Financial Data
PassAudited by ClawScan on May 1, 2026.
Overview
This appears to be a straightforward financial market-data skill that uses an AIsa API key to query stock and crypto data, with no artifact-backed malicious behavior found.
This skill looks safe for its stated purpose, but it depends on a third-party AIsa API key and sends your requested tickers, dates, and screening filters to that provider. Use a limited API key and avoid querying sensitive portfolio details if that disclosure is a concern.
Findings (2)
Artifact-based informational review of SKILL.md, metadata, install specs, static scan signals, and capability signals. ClawScan does not execute the skill or run runtime probes.
The skill can use your AIsa API key to make market-data requests under your account or quota.
The client reads an API key from the environment and sends it as a bearer token to the AIsa API. This is disclosed and purpose-aligned, but it is still delegated credential use.
self.api_key = api_key or os.environ.get("AISA_API_KEY") ... "Authorization": f"Bearer {self.api_key}"Use a dedicated API key with the minimum needed access and revoke or rotate it if you stop using the skill.

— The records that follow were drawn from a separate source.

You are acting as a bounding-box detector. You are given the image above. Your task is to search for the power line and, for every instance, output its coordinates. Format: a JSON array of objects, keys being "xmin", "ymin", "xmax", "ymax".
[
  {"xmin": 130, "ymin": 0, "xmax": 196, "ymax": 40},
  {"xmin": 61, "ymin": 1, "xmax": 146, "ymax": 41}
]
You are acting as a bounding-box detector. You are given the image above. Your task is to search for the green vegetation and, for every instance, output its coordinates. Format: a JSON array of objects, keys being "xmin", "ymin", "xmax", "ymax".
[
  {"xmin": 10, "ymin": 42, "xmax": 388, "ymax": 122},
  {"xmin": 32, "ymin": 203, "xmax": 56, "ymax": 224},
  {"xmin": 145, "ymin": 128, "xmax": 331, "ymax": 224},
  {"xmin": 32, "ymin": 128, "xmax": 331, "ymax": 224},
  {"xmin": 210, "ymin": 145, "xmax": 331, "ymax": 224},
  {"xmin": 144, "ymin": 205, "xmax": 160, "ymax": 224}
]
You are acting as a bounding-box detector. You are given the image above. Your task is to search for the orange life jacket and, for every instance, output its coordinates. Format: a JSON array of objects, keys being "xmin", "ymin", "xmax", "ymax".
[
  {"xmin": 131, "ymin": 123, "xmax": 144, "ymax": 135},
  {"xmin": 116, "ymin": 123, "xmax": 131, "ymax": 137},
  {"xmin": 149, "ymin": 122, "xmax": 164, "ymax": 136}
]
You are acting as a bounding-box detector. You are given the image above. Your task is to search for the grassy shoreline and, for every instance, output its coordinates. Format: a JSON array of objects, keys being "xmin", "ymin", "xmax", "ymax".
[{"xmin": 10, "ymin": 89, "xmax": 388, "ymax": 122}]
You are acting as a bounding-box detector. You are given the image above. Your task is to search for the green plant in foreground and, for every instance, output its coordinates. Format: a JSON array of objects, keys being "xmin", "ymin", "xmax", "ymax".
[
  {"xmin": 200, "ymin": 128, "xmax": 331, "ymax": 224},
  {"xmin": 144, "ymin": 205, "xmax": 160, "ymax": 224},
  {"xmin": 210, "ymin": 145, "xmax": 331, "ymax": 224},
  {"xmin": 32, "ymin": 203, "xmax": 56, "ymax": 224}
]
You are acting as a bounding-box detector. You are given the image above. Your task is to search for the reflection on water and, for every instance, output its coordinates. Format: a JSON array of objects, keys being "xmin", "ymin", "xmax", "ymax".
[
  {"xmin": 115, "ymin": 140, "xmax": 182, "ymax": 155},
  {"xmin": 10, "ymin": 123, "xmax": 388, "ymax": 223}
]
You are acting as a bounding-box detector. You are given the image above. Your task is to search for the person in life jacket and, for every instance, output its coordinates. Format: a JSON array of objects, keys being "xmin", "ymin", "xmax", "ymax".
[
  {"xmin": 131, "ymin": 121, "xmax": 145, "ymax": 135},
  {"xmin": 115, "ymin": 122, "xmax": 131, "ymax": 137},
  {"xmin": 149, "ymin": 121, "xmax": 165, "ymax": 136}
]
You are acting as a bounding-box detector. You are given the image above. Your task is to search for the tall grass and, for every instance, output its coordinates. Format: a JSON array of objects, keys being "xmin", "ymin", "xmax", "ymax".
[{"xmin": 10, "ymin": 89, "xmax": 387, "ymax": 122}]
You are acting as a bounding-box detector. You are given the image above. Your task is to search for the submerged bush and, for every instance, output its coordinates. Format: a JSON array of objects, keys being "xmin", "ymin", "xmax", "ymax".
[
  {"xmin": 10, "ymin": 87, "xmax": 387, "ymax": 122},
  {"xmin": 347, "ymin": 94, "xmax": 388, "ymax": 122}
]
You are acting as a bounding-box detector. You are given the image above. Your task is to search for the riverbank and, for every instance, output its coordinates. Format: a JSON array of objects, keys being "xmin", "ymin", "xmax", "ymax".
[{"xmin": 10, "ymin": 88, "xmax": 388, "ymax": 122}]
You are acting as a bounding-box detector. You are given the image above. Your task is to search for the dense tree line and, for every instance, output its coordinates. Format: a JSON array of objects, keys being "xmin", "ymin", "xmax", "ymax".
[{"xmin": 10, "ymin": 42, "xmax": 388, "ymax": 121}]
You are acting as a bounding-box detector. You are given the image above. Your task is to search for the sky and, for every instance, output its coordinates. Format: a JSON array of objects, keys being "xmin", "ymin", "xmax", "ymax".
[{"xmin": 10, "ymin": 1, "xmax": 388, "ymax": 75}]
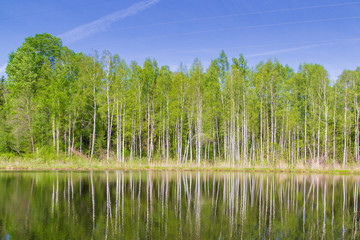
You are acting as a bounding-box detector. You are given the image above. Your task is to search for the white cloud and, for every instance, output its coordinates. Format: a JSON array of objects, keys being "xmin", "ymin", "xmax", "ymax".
[{"xmin": 58, "ymin": 0, "xmax": 159, "ymax": 43}]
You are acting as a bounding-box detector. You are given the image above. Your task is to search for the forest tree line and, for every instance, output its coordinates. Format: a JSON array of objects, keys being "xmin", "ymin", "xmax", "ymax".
[{"xmin": 0, "ymin": 33, "xmax": 360, "ymax": 165}]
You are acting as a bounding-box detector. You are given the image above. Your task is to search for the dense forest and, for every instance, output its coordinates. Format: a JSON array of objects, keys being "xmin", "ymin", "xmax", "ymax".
[{"xmin": 0, "ymin": 33, "xmax": 360, "ymax": 165}]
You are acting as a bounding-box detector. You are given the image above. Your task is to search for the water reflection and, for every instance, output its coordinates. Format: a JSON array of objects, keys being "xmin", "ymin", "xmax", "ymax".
[{"xmin": 0, "ymin": 171, "xmax": 360, "ymax": 239}]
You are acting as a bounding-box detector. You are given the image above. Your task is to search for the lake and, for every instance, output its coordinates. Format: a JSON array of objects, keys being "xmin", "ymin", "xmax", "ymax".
[{"xmin": 0, "ymin": 171, "xmax": 360, "ymax": 239}]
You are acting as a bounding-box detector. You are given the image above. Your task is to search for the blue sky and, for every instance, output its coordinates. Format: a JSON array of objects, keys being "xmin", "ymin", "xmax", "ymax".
[{"xmin": 0, "ymin": 0, "xmax": 360, "ymax": 80}]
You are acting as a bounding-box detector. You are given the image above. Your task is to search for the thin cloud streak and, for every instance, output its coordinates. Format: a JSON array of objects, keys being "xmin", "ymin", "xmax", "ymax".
[
  {"xmin": 58, "ymin": 0, "xmax": 160, "ymax": 43},
  {"xmin": 246, "ymin": 43, "xmax": 333, "ymax": 57}
]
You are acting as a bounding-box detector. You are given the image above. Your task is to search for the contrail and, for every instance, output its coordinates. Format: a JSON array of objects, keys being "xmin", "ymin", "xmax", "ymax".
[
  {"xmin": 58, "ymin": 0, "xmax": 159, "ymax": 43},
  {"xmin": 246, "ymin": 43, "xmax": 334, "ymax": 57}
]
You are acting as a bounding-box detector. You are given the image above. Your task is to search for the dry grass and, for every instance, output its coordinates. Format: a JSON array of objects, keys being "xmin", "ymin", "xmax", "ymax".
[{"xmin": 0, "ymin": 157, "xmax": 360, "ymax": 175}]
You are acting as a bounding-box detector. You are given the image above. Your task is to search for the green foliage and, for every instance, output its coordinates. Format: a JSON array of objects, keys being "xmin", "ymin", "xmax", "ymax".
[{"xmin": 0, "ymin": 33, "xmax": 360, "ymax": 165}]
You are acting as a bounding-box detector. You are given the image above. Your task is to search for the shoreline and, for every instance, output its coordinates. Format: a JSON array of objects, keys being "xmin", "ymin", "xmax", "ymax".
[{"xmin": 0, "ymin": 159, "xmax": 360, "ymax": 175}]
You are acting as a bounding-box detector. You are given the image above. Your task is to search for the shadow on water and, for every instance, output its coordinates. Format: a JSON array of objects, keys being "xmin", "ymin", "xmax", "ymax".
[{"xmin": 0, "ymin": 171, "xmax": 360, "ymax": 239}]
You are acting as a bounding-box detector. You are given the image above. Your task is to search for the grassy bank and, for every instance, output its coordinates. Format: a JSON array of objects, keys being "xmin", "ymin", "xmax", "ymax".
[{"xmin": 0, "ymin": 156, "xmax": 360, "ymax": 175}]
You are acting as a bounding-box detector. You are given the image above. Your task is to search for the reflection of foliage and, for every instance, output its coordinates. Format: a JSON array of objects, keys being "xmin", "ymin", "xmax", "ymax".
[{"xmin": 0, "ymin": 172, "xmax": 359, "ymax": 239}]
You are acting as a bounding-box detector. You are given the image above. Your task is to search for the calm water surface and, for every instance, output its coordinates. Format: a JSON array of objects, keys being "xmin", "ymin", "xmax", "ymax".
[{"xmin": 0, "ymin": 171, "xmax": 360, "ymax": 239}]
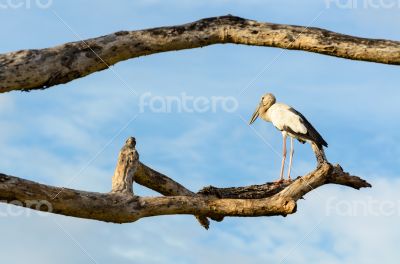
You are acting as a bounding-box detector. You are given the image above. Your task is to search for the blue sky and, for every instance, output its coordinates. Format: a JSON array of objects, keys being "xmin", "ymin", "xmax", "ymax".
[{"xmin": 0, "ymin": 0, "xmax": 400, "ymax": 263}]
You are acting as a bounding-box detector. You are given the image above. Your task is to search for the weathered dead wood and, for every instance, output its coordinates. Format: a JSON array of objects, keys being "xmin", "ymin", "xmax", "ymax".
[
  {"xmin": 0, "ymin": 15, "xmax": 400, "ymax": 93},
  {"xmin": 0, "ymin": 137, "xmax": 371, "ymax": 228}
]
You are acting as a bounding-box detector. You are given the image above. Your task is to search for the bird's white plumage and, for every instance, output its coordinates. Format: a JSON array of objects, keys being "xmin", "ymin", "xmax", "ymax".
[{"xmin": 261, "ymin": 103, "xmax": 307, "ymax": 134}]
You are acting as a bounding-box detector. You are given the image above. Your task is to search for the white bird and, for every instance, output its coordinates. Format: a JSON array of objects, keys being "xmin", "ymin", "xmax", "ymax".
[{"xmin": 250, "ymin": 93, "xmax": 328, "ymax": 181}]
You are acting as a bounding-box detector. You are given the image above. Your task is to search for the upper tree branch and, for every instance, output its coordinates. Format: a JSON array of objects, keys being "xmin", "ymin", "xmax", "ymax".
[
  {"xmin": 0, "ymin": 16, "xmax": 400, "ymax": 93},
  {"xmin": 0, "ymin": 137, "xmax": 371, "ymax": 226}
]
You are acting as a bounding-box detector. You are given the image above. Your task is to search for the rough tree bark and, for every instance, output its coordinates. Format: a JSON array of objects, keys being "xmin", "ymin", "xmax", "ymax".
[
  {"xmin": 0, "ymin": 15, "xmax": 388, "ymax": 228},
  {"xmin": 0, "ymin": 138, "xmax": 371, "ymax": 226},
  {"xmin": 0, "ymin": 15, "xmax": 400, "ymax": 93}
]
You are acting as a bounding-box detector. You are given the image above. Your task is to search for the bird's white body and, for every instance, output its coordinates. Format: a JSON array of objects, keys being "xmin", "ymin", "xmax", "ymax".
[{"xmin": 260, "ymin": 103, "xmax": 307, "ymax": 137}]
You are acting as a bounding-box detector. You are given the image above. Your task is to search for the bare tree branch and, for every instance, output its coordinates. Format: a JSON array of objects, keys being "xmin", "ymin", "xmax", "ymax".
[
  {"xmin": 0, "ymin": 140, "xmax": 371, "ymax": 227},
  {"xmin": 0, "ymin": 15, "xmax": 400, "ymax": 93}
]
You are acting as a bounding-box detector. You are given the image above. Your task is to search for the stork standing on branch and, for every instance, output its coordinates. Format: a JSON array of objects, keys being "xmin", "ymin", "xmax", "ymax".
[{"xmin": 250, "ymin": 93, "xmax": 328, "ymax": 181}]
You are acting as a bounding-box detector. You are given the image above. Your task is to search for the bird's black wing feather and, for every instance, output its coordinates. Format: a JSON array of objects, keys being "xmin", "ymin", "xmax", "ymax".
[{"xmin": 288, "ymin": 108, "xmax": 328, "ymax": 147}]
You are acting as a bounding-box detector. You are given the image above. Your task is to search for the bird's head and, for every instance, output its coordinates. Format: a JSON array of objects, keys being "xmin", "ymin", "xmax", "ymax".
[{"xmin": 250, "ymin": 93, "xmax": 276, "ymax": 125}]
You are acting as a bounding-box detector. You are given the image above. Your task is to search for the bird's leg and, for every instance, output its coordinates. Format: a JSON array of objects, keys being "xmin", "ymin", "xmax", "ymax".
[
  {"xmin": 279, "ymin": 133, "xmax": 287, "ymax": 181},
  {"xmin": 288, "ymin": 137, "xmax": 294, "ymax": 181}
]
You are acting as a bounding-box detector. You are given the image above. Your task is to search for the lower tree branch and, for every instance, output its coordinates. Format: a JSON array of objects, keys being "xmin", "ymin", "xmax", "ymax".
[{"xmin": 0, "ymin": 139, "xmax": 371, "ymax": 228}]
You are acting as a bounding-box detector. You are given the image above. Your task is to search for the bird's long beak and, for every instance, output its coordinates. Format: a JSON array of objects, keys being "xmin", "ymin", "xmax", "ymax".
[{"xmin": 249, "ymin": 105, "xmax": 260, "ymax": 125}]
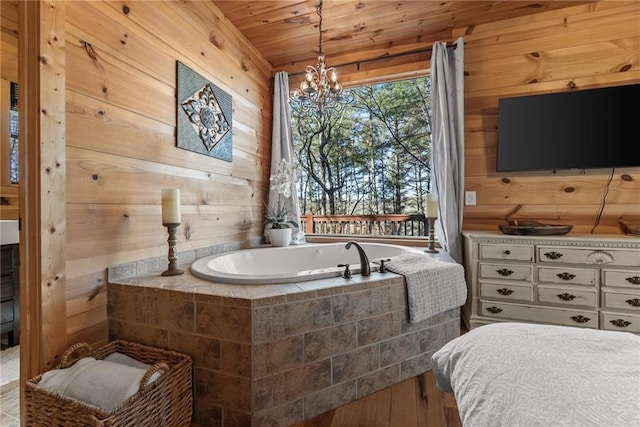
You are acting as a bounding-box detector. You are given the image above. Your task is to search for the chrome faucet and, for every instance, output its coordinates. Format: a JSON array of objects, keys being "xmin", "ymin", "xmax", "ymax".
[{"xmin": 345, "ymin": 242, "xmax": 371, "ymax": 276}]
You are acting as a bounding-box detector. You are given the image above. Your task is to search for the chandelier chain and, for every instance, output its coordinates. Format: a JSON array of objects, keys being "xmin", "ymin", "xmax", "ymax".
[
  {"xmin": 316, "ymin": 0, "xmax": 323, "ymax": 55},
  {"xmin": 290, "ymin": 0, "xmax": 353, "ymax": 116}
]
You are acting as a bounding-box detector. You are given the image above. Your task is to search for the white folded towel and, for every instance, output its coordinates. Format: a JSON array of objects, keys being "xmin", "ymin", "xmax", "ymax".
[
  {"xmin": 384, "ymin": 254, "xmax": 467, "ymax": 323},
  {"xmin": 38, "ymin": 355, "xmax": 157, "ymax": 411}
]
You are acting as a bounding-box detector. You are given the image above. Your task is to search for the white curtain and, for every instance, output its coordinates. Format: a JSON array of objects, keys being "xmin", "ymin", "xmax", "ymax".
[
  {"xmin": 431, "ymin": 38, "xmax": 464, "ymax": 262},
  {"xmin": 267, "ymin": 71, "xmax": 305, "ymax": 244}
]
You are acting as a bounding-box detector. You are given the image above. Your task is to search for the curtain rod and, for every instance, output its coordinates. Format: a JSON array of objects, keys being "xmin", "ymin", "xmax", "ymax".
[{"xmin": 289, "ymin": 42, "xmax": 458, "ymax": 77}]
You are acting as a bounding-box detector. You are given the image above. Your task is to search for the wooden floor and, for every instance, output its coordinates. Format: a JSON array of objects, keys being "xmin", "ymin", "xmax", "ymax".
[
  {"xmin": 0, "ymin": 372, "xmax": 462, "ymax": 427},
  {"xmin": 293, "ymin": 372, "xmax": 462, "ymax": 427}
]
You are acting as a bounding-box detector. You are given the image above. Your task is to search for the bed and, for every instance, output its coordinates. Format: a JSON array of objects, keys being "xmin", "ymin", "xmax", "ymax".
[{"xmin": 432, "ymin": 323, "xmax": 640, "ymax": 427}]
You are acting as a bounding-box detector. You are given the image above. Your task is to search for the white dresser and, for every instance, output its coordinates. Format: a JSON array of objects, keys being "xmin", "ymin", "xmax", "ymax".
[{"xmin": 462, "ymin": 231, "xmax": 640, "ymax": 333}]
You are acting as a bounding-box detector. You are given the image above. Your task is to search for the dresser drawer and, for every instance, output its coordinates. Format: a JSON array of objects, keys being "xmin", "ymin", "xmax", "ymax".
[
  {"xmin": 538, "ymin": 267, "xmax": 598, "ymax": 286},
  {"xmin": 602, "ymin": 290, "xmax": 640, "ymax": 312},
  {"xmin": 538, "ymin": 285, "xmax": 596, "ymax": 307},
  {"xmin": 602, "ymin": 268, "xmax": 640, "ymax": 290},
  {"xmin": 537, "ymin": 246, "xmax": 640, "ymax": 267},
  {"xmin": 601, "ymin": 311, "xmax": 640, "ymax": 333},
  {"xmin": 480, "ymin": 283, "xmax": 533, "ymax": 301},
  {"xmin": 480, "ymin": 243, "xmax": 533, "ymax": 261},
  {"xmin": 480, "ymin": 263, "xmax": 533, "ymax": 282},
  {"xmin": 480, "ymin": 301, "xmax": 598, "ymax": 328}
]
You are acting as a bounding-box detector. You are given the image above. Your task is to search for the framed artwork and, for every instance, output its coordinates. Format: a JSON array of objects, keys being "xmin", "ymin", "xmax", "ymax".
[{"xmin": 176, "ymin": 61, "xmax": 233, "ymax": 162}]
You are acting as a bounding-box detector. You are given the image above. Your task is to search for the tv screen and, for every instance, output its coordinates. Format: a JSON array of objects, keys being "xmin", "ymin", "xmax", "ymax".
[{"xmin": 496, "ymin": 84, "xmax": 640, "ymax": 172}]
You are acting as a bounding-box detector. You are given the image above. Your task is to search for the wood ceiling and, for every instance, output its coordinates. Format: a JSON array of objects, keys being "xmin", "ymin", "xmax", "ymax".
[{"xmin": 213, "ymin": 0, "xmax": 591, "ymax": 73}]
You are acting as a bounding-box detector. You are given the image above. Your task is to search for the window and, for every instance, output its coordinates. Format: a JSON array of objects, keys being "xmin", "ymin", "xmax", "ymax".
[{"xmin": 291, "ymin": 77, "xmax": 431, "ymax": 234}]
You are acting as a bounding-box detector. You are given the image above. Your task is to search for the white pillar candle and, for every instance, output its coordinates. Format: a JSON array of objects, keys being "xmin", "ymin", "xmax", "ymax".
[
  {"xmin": 427, "ymin": 194, "xmax": 438, "ymax": 218},
  {"xmin": 162, "ymin": 188, "xmax": 182, "ymax": 224}
]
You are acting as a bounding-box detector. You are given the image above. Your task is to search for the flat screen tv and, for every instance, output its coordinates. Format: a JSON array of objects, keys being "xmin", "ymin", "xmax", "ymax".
[{"xmin": 496, "ymin": 84, "xmax": 640, "ymax": 172}]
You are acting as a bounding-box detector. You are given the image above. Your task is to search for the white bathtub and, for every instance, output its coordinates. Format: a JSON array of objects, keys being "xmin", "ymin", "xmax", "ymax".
[{"xmin": 191, "ymin": 242, "xmax": 422, "ymax": 284}]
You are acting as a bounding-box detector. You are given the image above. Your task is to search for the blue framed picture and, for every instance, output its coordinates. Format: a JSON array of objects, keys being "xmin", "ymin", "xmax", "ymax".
[{"xmin": 176, "ymin": 61, "xmax": 233, "ymax": 162}]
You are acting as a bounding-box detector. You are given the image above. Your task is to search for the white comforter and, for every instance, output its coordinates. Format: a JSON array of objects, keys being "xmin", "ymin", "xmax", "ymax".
[{"xmin": 432, "ymin": 323, "xmax": 640, "ymax": 427}]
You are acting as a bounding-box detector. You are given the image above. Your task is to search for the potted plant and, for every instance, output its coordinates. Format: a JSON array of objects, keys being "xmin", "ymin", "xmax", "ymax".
[{"xmin": 264, "ymin": 158, "xmax": 300, "ymax": 246}]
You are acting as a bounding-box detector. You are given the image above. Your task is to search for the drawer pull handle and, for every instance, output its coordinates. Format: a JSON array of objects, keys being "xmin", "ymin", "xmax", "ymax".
[
  {"xmin": 544, "ymin": 251, "xmax": 562, "ymax": 259},
  {"xmin": 584, "ymin": 251, "xmax": 613, "ymax": 264},
  {"xmin": 609, "ymin": 319, "xmax": 631, "ymax": 328},
  {"xmin": 626, "ymin": 276, "xmax": 640, "ymax": 285},
  {"xmin": 625, "ymin": 298, "xmax": 640, "ymax": 307},
  {"xmin": 571, "ymin": 314, "xmax": 591, "ymax": 323},
  {"xmin": 556, "ymin": 292, "xmax": 576, "ymax": 301}
]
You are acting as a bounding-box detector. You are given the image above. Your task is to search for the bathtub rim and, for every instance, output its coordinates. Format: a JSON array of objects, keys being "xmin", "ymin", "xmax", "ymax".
[{"xmin": 189, "ymin": 239, "xmax": 424, "ymax": 285}]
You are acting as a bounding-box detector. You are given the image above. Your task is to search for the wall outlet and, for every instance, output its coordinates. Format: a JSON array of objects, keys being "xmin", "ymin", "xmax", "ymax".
[{"xmin": 464, "ymin": 191, "xmax": 476, "ymax": 206}]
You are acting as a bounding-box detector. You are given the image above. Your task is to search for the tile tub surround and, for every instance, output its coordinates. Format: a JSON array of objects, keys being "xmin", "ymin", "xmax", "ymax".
[{"xmin": 108, "ymin": 265, "xmax": 460, "ymax": 426}]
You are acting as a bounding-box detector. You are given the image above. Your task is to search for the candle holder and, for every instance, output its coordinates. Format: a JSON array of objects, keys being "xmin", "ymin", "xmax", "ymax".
[
  {"xmin": 425, "ymin": 217, "xmax": 440, "ymax": 254},
  {"xmin": 162, "ymin": 222, "xmax": 184, "ymax": 276}
]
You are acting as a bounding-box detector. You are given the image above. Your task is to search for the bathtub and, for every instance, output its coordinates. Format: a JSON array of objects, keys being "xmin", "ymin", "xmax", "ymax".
[{"xmin": 191, "ymin": 242, "xmax": 422, "ymax": 285}]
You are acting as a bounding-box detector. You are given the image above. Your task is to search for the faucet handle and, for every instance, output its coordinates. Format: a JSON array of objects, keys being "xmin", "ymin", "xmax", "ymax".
[
  {"xmin": 338, "ymin": 264, "xmax": 351, "ymax": 279},
  {"xmin": 378, "ymin": 258, "xmax": 391, "ymax": 273}
]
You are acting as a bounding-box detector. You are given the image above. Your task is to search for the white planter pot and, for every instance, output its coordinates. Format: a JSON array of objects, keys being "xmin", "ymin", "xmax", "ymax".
[{"xmin": 267, "ymin": 228, "xmax": 291, "ymax": 246}]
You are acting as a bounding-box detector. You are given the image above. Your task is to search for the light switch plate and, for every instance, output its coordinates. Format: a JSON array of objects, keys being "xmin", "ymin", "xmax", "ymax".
[{"xmin": 464, "ymin": 191, "xmax": 476, "ymax": 206}]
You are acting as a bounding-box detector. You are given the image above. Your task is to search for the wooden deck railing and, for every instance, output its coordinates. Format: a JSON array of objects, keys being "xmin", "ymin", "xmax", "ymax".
[{"xmin": 300, "ymin": 214, "xmax": 428, "ymax": 236}]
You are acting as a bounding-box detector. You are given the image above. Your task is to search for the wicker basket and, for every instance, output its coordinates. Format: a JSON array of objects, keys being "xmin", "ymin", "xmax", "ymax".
[{"xmin": 24, "ymin": 340, "xmax": 193, "ymax": 427}]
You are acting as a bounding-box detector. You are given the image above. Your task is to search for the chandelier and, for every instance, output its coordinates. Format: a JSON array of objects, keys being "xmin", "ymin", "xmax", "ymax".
[{"xmin": 291, "ymin": 0, "xmax": 350, "ymax": 115}]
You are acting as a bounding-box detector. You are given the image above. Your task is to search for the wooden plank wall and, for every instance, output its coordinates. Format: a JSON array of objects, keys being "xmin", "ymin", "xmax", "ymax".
[
  {"xmin": 65, "ymin": 1, "xmax": 273, "ymax": 344},
  {"xmin": 454, "ymin": 1, "xmax": 640, "ymax": 234},
  {"xmin": 0, "ymin": 1, "xmax": 19, "ymax": 219}
]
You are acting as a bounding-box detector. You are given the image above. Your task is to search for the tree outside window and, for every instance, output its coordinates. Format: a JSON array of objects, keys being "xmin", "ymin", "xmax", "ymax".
[{"xmin": 291, "ymin": 77, "xmax": 431, "ymax": 224}]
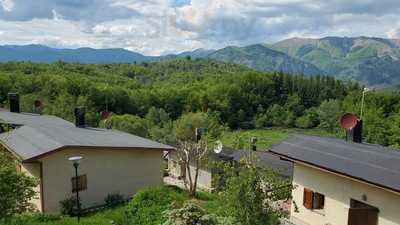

If you query symbols from a personal portfolio or watchlist, those market interests may be visible to the API provider.
User-selected tickers, dates, filters, and similar query parameters are sent to an external API provider. This is necessary for the service, but it means the provider can see those queries.
BASE_URL = "https://api.aisa.one/apis/v1" ... return self._request("GET", "/financial/prices", params={"ticker": ticker, "start_date": start_date, "end_date": end_date, ...})Avoid sending sensitive portfolio details unless you are comfortable with the provider receiving those query parameters.